A meta-regression analysis including more than 160,000 secondary prevention patients in 51 trials reaffirms that high-density lipoprotein cholesterol (HDL-C) is not a target for lipid-lowering therapy. In their conclusion, the authors question the rationale of developing HDL-targeted therapy.

Hourcade-Potelleret F, Laporte S, Lehnert V et al.
Clinical benefit from pharmacological elevation of high-density lipoprotein cholesterol: meta-regression analysis.
Heart 2015;0:1–7. doi:10.1136/heartjnl-2014-306691
Summary
Comments & References
STUDY SUMMARY
Objective: To investigate the relationship between pharmacological change in HDL-C and the effect on coronary heart disease (CHD) using a meta-regression model.
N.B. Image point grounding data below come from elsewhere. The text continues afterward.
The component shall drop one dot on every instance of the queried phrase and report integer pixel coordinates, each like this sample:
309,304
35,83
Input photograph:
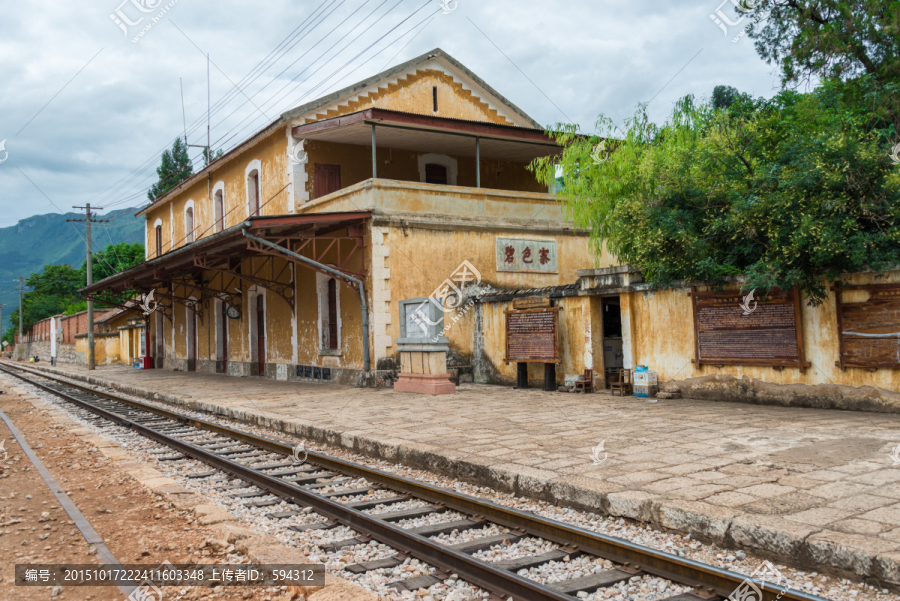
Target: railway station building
291,257
288,257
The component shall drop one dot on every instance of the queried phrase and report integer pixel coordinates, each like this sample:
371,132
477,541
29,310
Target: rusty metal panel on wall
518,254
733,329
869,325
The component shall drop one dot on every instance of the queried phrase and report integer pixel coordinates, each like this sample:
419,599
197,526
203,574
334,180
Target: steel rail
709,580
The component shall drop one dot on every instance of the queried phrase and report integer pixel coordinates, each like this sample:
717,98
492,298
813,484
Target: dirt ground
136,526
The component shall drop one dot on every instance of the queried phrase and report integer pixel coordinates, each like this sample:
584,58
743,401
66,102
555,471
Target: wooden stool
588,384
623,383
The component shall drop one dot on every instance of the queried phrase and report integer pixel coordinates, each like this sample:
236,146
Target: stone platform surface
814,488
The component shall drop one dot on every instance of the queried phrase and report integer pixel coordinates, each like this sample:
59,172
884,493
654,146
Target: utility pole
90,276
21,288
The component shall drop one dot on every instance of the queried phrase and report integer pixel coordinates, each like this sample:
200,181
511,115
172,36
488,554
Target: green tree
839,39
795,190
215,156
175,167
724,96
54,289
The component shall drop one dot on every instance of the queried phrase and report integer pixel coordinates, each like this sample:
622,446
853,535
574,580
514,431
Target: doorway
191,339
223,333
613,352
260,336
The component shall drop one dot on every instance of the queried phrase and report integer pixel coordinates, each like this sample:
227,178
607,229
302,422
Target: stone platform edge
772,537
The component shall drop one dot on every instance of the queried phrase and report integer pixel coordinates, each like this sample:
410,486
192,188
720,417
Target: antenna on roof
183,115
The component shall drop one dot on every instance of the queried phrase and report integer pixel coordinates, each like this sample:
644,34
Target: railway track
269,475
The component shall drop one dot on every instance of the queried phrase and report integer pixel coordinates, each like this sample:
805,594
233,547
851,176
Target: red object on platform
425,383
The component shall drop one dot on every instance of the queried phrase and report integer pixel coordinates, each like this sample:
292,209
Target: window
253,178
435,174
219,210
253,192
329,293
328,179
332,314
189,225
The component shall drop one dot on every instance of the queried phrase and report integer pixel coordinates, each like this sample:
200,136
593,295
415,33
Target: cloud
100,136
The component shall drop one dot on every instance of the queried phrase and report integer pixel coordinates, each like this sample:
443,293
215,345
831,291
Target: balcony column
374,162
477,162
This model was then applied to cholesteryl ester transfer protein (CETP) inhibition in the secondary prevention population.
Study design: Meta-regression analysis to explore the relationship between change of HDL-C, low-density lipoprotein cholesterol (LDL-C), total cholesterol and triglycerides (TG) concentrations and coronary risk in randomised controlled trials
Study population: The analysis included 167,311 patients in 51 studies; 31 trials tested statins (n=94,196), 6 trials tested fibrates (n=8,629 patients), 8 trials tested niacin (n=30,124 patients), and 6 tested CETP inhibitors on top of statins (n=34,362 patients). Patients included in this analysis were aged between 47 and 75 years, with the majority males. The average baseline HDL-C value ranged between 31 and 53 mg/dL (0.80-1.37 mmol/L).
Primary efficacity outcome: Coronary events, a composite of non-fatal myocardial infarction and coronary death
Methods: Inverse variance weighted meta-regression analysis was used to explore the relationship between control-corrected change of HDL-C, LDL-C, total cholesterol and TG concentrations and the relative risk of the primary clinical endpoint. Summary estimates of relative risk (RR) were obtained with a fixed-effect model. The fitting model was developed with trials of statins, fibrates and niacin interventions and was used as a basis to predict the effect of CETP inhibitors on coronary risk.
Main results:
  • The meta regression analysis did not show a significant association between change in HDL-C (treatment vs comparator) and logRR of the clinical endpoint. The change in log RR per mg/dL change in HDL-C was 0.0108 (standard error 0.0117), p=0.362. In contrast, there was a significant association between change in LDL-C and logRR of the primary outcome (p<0.0001).
  • The data for CETP inhibitors were consistent with the lack of association between HDL-C and clinical endpoint (relative risk 1.03; 95% CI 0.99–1.21).
Authors’ conclusion: This meta-regression analysis does not show a positive association between treatment effect on HDL-C increase up to 14 mg/dL (0.36 mmol/L) and reduction of coronary events.

COMMENT

The relevance of HDL-C as a modifiable cardiovascular risk factor – the ‘HDL hypothesis’ has long been a controversial issue.  It is now clear that while low plasma HDL-C concentration is undoubtedly a marker of cardiovascular risk, it is NOT a treatment target, supported by genetic and clinical trial data.1-3 The current study using a meta-regression analysis of clinical trials, a complementary approach to address this question empirically, is consistent with this view.

This conclusion is highly relevant in the context of two ongoing outcomes trials with the CETP inhibitors, anacetrapib and evacetrapib, which both lower plasma LDL-C concentration (by 25-35%) and raise HDL-C, on top of statin treatment.4,5 Given that pharmacological HDL-C raising is not associated with clinical benefit, is it therefore likely that any favourable effects from these trials could be driven by further LDL-C lowering (as these agents are given against a statin background), thus reinforcing the ‘lower is better’ LDL view?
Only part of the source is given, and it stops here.